In Großbritannien gibt es offenbar selbst gegen eine Einwanderung von ARBEITSMIGRANTEN (= Leute, die n i c h t dem Sozialamt auf der Tasche liegen) erhebliche Einwände bzw. Widerstände im angestammten Staatsvolk, obwohl diese Leute benötigt werden u. Visa besitzen.
Und die Regierung versucht, die aufgebrachten Gemüter durch Maßnahmen gegen die Massen-Immigration irgendwie zu beruhigen.
Sie beschimpft sie nicht als "Rassisten".

Bei uns rührt eine Nancy Faeser mitsamt ihrem
abgebrühten Kanzler-Chef faktisch keinen Finger, um die i l l e g a l e Dauer-Einwanderung zu stoppen, die zu 75% (!) nur in unsere Sozialsysteme erfolgt.
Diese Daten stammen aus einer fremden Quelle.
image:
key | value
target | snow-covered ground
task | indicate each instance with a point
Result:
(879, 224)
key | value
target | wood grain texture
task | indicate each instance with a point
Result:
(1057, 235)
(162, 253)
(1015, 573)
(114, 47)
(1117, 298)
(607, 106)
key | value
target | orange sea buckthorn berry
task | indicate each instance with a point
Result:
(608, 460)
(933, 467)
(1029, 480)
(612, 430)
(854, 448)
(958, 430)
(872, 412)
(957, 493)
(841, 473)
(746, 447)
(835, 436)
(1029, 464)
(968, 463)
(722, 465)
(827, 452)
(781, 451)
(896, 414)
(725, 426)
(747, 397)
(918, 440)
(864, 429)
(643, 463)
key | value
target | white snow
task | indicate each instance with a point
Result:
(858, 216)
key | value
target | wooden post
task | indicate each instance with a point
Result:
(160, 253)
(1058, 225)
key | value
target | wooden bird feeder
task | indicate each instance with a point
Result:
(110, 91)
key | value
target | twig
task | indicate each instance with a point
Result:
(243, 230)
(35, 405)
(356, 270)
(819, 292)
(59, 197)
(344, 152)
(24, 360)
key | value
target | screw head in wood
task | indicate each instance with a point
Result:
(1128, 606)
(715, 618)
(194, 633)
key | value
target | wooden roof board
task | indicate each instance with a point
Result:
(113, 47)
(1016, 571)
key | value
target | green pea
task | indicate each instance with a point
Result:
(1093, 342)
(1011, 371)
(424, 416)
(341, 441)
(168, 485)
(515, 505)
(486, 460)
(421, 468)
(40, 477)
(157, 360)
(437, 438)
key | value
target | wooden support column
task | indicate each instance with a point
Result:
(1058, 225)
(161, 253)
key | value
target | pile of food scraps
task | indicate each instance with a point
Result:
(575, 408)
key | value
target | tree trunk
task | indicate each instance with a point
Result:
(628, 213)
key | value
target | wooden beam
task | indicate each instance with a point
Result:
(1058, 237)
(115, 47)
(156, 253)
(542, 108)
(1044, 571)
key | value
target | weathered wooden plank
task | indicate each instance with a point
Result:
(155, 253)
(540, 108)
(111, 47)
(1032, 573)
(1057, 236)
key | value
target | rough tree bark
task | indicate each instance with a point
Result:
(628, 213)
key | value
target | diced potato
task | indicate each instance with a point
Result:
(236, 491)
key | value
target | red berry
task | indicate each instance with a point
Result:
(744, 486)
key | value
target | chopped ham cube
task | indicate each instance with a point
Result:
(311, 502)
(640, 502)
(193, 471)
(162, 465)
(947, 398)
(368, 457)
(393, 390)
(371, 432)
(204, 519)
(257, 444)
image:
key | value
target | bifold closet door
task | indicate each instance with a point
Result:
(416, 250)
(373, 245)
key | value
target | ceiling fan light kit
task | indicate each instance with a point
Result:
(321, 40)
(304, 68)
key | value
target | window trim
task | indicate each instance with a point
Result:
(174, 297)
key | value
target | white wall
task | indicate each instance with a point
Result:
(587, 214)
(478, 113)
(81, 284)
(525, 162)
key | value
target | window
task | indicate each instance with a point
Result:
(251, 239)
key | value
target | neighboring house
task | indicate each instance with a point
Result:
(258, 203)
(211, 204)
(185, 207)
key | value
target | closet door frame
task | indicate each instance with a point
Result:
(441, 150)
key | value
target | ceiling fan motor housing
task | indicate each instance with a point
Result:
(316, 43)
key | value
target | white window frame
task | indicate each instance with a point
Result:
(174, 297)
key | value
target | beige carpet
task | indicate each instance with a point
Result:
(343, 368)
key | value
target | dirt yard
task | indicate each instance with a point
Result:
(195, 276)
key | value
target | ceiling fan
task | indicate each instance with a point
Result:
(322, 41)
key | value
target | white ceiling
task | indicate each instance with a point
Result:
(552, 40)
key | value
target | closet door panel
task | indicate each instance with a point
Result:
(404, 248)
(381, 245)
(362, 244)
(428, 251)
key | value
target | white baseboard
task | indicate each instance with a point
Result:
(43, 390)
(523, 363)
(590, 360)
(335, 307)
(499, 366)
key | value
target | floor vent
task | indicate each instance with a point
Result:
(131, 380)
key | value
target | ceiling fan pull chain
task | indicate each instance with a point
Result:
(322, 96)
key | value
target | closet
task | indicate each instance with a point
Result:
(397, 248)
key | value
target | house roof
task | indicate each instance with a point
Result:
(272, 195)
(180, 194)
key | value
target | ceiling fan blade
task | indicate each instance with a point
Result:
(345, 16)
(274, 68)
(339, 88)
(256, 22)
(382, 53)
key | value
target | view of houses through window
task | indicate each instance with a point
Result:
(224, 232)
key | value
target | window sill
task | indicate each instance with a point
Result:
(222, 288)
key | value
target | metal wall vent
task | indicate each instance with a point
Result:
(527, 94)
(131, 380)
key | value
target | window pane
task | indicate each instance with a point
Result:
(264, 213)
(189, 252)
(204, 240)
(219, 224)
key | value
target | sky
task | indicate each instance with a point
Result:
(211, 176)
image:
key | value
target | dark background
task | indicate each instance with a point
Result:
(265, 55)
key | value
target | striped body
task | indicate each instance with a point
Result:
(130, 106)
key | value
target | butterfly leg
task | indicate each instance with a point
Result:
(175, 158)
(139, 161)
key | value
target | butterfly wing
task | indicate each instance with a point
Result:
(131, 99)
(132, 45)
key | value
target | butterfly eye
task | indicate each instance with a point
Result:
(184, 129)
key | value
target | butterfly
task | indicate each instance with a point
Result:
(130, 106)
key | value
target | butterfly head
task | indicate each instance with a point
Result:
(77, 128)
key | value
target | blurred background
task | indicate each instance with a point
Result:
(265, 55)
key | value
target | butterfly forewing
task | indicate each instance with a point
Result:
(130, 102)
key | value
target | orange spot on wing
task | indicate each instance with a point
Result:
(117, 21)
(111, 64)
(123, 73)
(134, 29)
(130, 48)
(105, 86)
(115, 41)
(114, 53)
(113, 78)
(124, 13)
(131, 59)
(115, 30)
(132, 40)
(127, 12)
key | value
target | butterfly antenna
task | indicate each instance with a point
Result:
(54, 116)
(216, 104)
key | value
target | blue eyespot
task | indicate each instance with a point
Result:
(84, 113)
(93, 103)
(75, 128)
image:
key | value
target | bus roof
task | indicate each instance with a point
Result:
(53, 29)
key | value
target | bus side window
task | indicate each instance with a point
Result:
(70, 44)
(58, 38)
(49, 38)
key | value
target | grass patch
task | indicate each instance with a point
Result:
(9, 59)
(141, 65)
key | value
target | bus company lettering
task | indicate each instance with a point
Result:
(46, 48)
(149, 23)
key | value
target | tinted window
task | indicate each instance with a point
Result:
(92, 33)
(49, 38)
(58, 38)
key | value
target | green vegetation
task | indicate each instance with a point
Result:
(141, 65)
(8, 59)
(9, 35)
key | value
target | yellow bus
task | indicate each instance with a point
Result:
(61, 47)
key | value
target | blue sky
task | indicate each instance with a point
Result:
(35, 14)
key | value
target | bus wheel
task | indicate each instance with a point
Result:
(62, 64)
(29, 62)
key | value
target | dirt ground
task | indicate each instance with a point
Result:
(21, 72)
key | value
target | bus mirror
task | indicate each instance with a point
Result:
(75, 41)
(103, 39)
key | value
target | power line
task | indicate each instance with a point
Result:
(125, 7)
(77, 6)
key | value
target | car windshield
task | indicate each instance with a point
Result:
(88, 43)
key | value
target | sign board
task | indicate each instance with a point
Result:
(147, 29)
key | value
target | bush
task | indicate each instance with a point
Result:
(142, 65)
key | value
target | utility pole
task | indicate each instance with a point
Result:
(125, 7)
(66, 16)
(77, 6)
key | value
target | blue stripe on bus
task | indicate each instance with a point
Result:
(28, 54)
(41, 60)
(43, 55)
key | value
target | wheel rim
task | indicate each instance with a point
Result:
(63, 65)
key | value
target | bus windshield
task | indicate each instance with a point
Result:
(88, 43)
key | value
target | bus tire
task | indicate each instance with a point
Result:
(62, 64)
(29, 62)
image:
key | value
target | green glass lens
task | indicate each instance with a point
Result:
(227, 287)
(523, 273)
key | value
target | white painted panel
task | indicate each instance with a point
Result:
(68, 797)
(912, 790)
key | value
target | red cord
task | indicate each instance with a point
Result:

Von Entlastung des Arbeitsmarktes kann keine Rede sein; denn sonst müßten die Pflegeheime, Reinigungsfirmen usw. das längst zu spüren bekommen haben. Von den immigrierten Syrern arbeiten nicht einmal 50%!!!

Das ist der riesengroße Unterschied zwischen Großbritannien und Deutschland.
Das deutsche Staatsvolk läßt sich eben (fast) alles gefallen. Wie lange noch?

Gerhard Lenz | Mi., 31. Mai 2023 - 18:37

So ein Affentanz. Farage tingelt also schon wieder durch die trostlosen britischen Städte, erzählt den Leuten, wie toll und groß das Land doch sein könnte, wenn man sich nur ordentlich vom Rest der Welt isolierte und sich ausschliesslich auf die eigene Größe konzentriert. In welchem Jahrhundert lebt der eigentlich? Glaubt er, Indien wäre noch immer "natürlichr Teil" des göttlichen Empires?
Farage mag eine besonders seltsame Figur sein. aber auch die Torries, die sich ja mit ganz konkreten Alltagsproblemen beschäftigen müssen, scheinen seltsam abgehoben. Was soll denn bei einer Poltik herauskommen, die im 21. Jahrhundert proklamiert: Take back control! Es wird doch überdeutlich, wie wenig Kontrolle Britannien über essentielle Wirtschaftsbereiche hat. Heute kann es eben nicht mehr auf eigene Kolonien zurückgreifen. Die Welt wartet nicht auf GB. Wann Farage, Johnson & Co. das kapieren? Wahrscheinlich nie.
Denn dann müssten sie einräumen, dass Brexit eine einzige Lügen-Veranstaltung war!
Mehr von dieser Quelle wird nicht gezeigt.